Dissecting the boot switch
The engineer in me can’t resist breaking things apart to see how they failed. I’ve heard in the past that the boot switch fails on the FL2 due to water ingress.
Well, there is no sign of any moisture damage on my old switch. I’m pleased to see how simple the mechanism is, although the tiny microswitch really doesn’t look up to the job.
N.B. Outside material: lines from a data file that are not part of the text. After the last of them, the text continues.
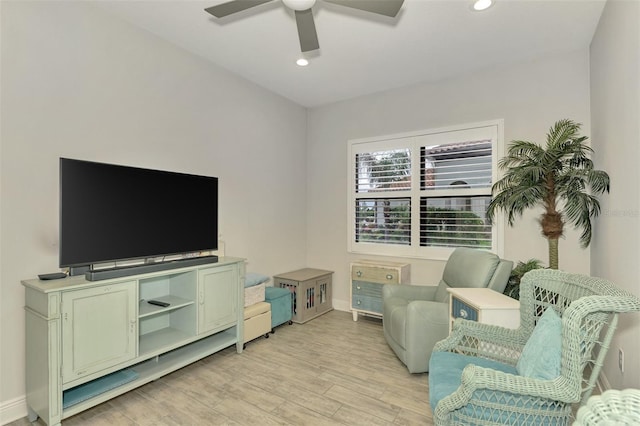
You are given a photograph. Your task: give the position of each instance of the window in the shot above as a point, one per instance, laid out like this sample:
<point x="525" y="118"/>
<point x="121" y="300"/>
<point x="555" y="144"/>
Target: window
<point x="422" y="195"/>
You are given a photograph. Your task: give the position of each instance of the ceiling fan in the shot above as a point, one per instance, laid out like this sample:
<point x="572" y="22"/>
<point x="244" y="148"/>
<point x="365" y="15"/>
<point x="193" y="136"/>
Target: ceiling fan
<point x="304" y="16"/>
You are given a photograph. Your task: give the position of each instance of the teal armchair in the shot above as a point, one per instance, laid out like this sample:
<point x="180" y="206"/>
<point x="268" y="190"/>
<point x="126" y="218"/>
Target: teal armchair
<point x="416" y="317"/>
<point x="484" y="375"/>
I can see why so many have had problems.
Generally, I open the tailgate to the right of the switch with one finger. I wonder if always offset loading the microswitch is the cause of the failure?
Wrapping up on the Freelander boot switch change
Freelander boot switch change? Completed it, mate!
And now I don’t understand why I put the job off for months. It really was simple, and I would go so far as to say enjoyable. I got a little concerned when I realised I had the wrong replacement switch harness, but the ‘old’ one fits and works perfectly. The wiring has different colours which made me nervous, but you can’t argue with a working system. The registration bulb mounts are also different but clearly compatible. The later switch is used on several vehicles, so I wonder if some come as standard with LED bulbs and hence the extra connector for the registration lamps?
Maybe an opportunity for a future upgrade.
For now, I’m going to get something out of the boot.